The fabrication was frightening: a student paper in the dossier; palpable untruths about the threat; the attempted debunking and intimidation of Hans Blix and the other inspectors; pressure on David Kelly; and various attempts to muzzle the BBC, to force a volte-face from the Attorney General, to vilify the French for having principles, to bring the Cabinet into line, to press Parliament into agreement, to suppress knowledge that the weapons of mass destruction had been destroyed, and to get the tabloids to help to spread the lies. As a result, 100,000 people were killed, a million more were made refugees, a civil war followed, and Iraq suffered billions in damage and further billions in economic losses. In the aftermath, various companies have exploited oil revenues so as to boost their profits.

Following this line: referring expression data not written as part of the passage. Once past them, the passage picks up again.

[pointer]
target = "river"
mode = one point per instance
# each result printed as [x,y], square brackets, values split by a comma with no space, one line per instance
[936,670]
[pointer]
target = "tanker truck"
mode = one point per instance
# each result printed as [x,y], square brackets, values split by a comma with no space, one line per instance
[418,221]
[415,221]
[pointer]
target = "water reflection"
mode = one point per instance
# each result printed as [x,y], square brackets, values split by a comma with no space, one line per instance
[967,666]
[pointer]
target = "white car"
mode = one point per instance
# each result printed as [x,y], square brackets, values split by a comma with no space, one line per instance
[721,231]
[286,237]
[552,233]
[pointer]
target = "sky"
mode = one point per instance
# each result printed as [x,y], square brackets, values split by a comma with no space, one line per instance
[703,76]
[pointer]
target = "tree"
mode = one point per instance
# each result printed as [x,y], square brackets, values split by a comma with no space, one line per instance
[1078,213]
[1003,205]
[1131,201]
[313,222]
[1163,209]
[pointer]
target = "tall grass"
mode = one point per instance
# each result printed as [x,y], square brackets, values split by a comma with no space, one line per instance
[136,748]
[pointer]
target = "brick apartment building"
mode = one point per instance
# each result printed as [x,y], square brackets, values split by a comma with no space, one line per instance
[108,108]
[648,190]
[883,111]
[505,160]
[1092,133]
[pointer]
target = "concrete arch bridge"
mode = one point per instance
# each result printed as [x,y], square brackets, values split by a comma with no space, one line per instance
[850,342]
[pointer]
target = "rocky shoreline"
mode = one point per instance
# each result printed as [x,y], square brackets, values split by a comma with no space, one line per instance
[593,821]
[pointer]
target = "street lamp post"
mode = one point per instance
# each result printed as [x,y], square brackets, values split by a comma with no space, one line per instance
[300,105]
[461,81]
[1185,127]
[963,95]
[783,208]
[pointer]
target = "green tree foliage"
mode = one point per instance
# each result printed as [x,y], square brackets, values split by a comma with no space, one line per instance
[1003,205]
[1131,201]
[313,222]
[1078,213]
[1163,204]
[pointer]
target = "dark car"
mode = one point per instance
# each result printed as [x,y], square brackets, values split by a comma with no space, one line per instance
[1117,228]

The underlying reason for the war was that military and neo-conservatives in the United States needed it, especially after the failure to capture Osama bin Laden in Afghanistan. Moreover, since the collapse of the USSR, the military needed enemies, and the US needed a headline victory. Afghanistan did not provide it; Iraq would. After all, it was disarmed. The British military was in hock to the Americans, and the arms companies were out for a showcase war. Mr Bush, Mr Blair, Mr Powell, and Mr Straw were brought into line by the United States' military, led by Donald Rumsfeld.

We have dishonoured our military, and killed many of them by fighting an unjust and illegal war to advance militarism. It is time that we, as Christians, fully debunked militarism. "God who made thee mighty, make thee mightier yet" is perhaps not the best expression of God's continuing relationship with the British Isles.

Dr Alan Storkey is the author of Jesus and Politics (Baker Book House, 2005).